Two things made the event unusual.
First, Revels was Black. Second, he was elected by the Reconstruction
legislature of the state to finish the term that Jefferson
Davis had vacated to take up the
Presidency of the Confederacy.
Seating him was anything but routine. Democrats rose
to argue that because the Dred
Scott Decision held that no Black man could be a citizen, that there were no Black citizens prior to the adoption of the 14th Amendment in 1860. The Constitution
required a Senator be a citizen for six
years and they argued that Revels had only been one for two.
The Republican
majority said that would apply only to those of pure Negro blood. Revels, who was born a free man in North Carolina in
1827 to a mixed race father and Scottish mother was ruled a citizen and
seated.
Revels
had apprenticed as a barber to his brother and was gifted his estate by his widow when
he died. He used the money to
attend Union County Quaker Seminary in Indiana, Knox College
in Illinois, and a Black seminary
in Ohio. He was ordained
a minister of the African
Methodist Episcopal Church and preached
in several states, including Missouri where he was briefly jailed for gathering Blacks to worship, before settling into a Baltimore
parish in 1845 and opening a private school.
He became perhaps the leading free black citizen of Maryland. When the Civil
War broke out he helped raise
two regiments of Black soldiers
in Maryland and Missouri and served as a Chaplain. He saw action
at Vicksburg.
In 1866 he took up a new pastorate in Natchez and put his efforts into establishing
schools for Black children. He was elected Alderman in 1868 then
to the Mississippi Senate in 1869. He was selected to give the opening prayer at the 1870 session of
the legislature and so impressed the
members with his eloquence and grace that he was quickly elected to fill the unfinished U.S.
Senate term.
In the Senate Revels impressed his colleagues by both his
work ethic and his oratory. He served on the Committee
for Education and Labor and on the District of Columbia Committee.

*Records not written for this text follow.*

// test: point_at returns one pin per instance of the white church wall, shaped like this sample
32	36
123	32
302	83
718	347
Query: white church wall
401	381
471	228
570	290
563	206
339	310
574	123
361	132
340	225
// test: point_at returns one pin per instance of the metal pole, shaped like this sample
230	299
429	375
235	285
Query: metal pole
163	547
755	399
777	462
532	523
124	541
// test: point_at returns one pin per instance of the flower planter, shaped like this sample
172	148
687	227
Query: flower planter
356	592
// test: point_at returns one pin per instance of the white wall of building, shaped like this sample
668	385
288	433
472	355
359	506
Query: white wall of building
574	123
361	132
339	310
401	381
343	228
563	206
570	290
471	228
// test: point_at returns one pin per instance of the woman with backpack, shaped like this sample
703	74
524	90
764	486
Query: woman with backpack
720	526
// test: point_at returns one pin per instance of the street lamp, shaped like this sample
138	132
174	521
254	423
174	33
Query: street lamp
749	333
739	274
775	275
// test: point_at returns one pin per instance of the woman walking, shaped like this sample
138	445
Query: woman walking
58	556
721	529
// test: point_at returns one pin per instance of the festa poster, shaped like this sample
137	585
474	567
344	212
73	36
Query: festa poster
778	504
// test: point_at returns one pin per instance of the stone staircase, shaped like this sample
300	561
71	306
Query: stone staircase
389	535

Although he rose on the Senate floor
to defend the black Georgia
state legislators who had just been illegally
ousted by White representatives, he
did not advocate the continuance of
a harsh or vengeful Reconstruction policy. He argued that
Confederates who swore a loyalty oath should have their citizenship
rights restored.
Revels served only a little more than a year. He resigned in March 1871, two months
before his term ended to take up the Presidency of Alcorn Agricultural and
Mechanical College (now Alcorn State University.) He served
there with distinction with two interruptions until his
retirement in 1882.
Those two interruptions were instructive. First, he temporarily
assumed the duties of Mississippi
Secretary of State in 1883. He witnessed the corruption of the administration
of Republican Governor Aldebert Ames and wrote a public letter to President Grant accusing him and his Carpetbagger
administration of corrupting the Black vote for their own private profit. Needless to say,
he was fired as college president. But when Democrats returned to power in the state in 1876 they reappointed him to his post despite the
fact he remained an avowed Republican.
After his college service Revel returned to the ministry
and then taught theology at Shaw College (now Rust College) in Holly
Springs, Mississippi. He died
in 1901.
Despite his accomplishments
and illustrious career Revel is now nearly a forgotten figure, a victim
of the successful seizure in the
early Twentieth Century of American
history texts for public schools
by Confederate sympathizers and apologists
who painted Reconstruction as a bloody
oppression and Black political leaders like Revel as ignorant apes and puppets of evil Carpetbaggers.